DA Candidates Clarify Stances On Cash Bail
/By David Brand
All seven candidates for Queens district attorney have said they would support significant reforms to the bail system that ensure fewer low-income people, especially people of color, are sent to jail because they cannot afford to pay their bail amount. But three candidates went even further at a candidate’s forum Tuesday night at CUNY School of Law, with each pledging to never request cash bail.
Moderator Zephyr Teachout, a law professor and a former gubernatorial candidate, asked the six DA candidates who attended the forum to drill down on their commitment to bail reform and to describe the offenses for which they would not request bail.
“Given current law and the enormous discretion you would have, what offenses — and please be specific — will be presumptively released on recognizance?” Teachout asked the candidates at the forum, which was hosted by the progressive Queens DA for Accountability Coalition.

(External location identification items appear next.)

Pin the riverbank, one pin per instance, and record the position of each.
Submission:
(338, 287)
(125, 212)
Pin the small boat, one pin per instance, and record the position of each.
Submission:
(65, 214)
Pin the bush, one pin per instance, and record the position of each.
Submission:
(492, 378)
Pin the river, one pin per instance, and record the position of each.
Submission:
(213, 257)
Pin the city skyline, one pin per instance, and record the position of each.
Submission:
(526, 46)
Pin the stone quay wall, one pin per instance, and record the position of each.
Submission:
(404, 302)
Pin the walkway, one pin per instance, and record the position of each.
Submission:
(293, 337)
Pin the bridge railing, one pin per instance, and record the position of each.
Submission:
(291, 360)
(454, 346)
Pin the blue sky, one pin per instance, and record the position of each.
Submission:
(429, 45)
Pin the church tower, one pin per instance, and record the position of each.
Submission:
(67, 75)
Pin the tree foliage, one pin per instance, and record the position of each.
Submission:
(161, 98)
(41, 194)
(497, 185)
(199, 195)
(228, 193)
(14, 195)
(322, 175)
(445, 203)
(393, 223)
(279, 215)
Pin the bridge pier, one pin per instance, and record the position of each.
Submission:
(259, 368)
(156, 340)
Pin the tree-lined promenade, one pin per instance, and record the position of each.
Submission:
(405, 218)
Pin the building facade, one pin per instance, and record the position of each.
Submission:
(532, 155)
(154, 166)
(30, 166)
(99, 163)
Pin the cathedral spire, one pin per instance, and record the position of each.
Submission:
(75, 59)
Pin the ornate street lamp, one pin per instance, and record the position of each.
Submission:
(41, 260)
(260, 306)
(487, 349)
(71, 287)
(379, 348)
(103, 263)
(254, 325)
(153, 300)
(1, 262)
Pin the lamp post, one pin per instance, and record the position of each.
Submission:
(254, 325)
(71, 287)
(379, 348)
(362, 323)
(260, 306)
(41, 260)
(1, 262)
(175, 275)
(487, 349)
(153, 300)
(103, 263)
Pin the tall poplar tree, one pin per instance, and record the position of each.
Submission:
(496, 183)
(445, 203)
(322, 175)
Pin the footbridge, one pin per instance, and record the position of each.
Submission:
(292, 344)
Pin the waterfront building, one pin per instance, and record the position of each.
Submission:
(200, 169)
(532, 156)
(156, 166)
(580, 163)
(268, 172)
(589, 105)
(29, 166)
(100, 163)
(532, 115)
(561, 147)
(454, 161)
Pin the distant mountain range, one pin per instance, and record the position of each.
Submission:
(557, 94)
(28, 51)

Public defender Tiffany Cabán, Councilmember Rory Lancman and former state Attorney General’s Office prosecutor Jose Nieves each said they would never request cash bail. Former Queens ADA and Civilian Complaint Review Board director Mina Malik missed the forum because she was sick, but told the Eagle she would never request cash bail except in rare circumstances.
“Let’s be real clear: I am never going to ask for cash bail in any circumstance whatsoever. Period. Full-stop,” said Lancman, who has made eliminating cash bail a central focus of his campaign and his work in the city council. “For people who present a flight risk we’re going to expand supervised release.”
Cabán also said she would not ask for cash bail.
“In terms of who presumptively will be released, we need to be releasing to the full extent of the law,” she said. “Releasing folks as often as we can and that includes certain violences as well.”
Cabán specifically cited burglary in the second-degree, a violent felony that could apply to someone accused of swiping packages from the lobby of an apartment building, she said.
“Does that mean you’re not going to release somebody? That makes no sense,” she said.
Nieves proposed utilizing appearance bonds rather than requesting cash bail.
“What we will do as DA is secure people’s return by appearance bonds — unsecured, secured or partially secured — because the intent of bail was to secure return of a person accused of a crime to court,” Nieves said.
Unsecured appearance bonds do not require a defendant pay cash. Partially secured and secured appearance bonds allow defendants to use property as collateral to ensure their return to court.
After the forum, Nieves told the Eagle he requested appearance bonds during his time as an prosecutor in the Brooklyn DA’s office.
Malik, who was sick, responded to Teachout’s question after the forum. She stated that she would enact a presumption of release “in most instances with either release on recognizance or supervised release using the least restrictive means necessary.”
"We should not be putting people in jail simply because they are poor, ever,” Malik said. “As I saw while serving as Deputy to the Attorney General in the District of Columbia, a jurisdiction which has not had cash bail since 1992, cash bail is not necessary to ensure return to court — nearly 90 percent of people released in D.C. make every court appearance.”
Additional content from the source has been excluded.